What is behind this sudden outburst?

Some of it can be traced to confidence and competitive toughness in the young QB. Nagy has gone to great lengths to instill a sense of confidence in his second-year QB, including a return to play designs that Trubisky missed on earlier in the season — or even earlier in the same game — to show his young quarterback that he still believes in him. This was apparent on a critical play in the game against Miami.

This aspect to Nagy’s play-calling has paid off in other areas, as you can see to this point in his season a growth in Trubisky’s confidence, which translates to faster and more aggressive decisions from the pocket.

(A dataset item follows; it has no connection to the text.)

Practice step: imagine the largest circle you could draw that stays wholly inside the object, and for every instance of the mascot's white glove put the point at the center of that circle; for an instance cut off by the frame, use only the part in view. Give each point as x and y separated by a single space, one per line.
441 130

If you are a Bears fan, these are the kind of plays you want to see from your signal-caller. This video puts together some of Nagy’s play-calling with even better execution from Trubisky:

As discussed in the video, you can look for these elements of playing the position when studying collegiate quarterbacks. Note how their coaches and coordinators handle them. Do they return to designs in a similar manner, trusting their QB to work through mistakes, or do they take such plays out of the playbook? Competitive toughness can be the mark of a great quarterback, and it is something to certainly look for when studying QBs.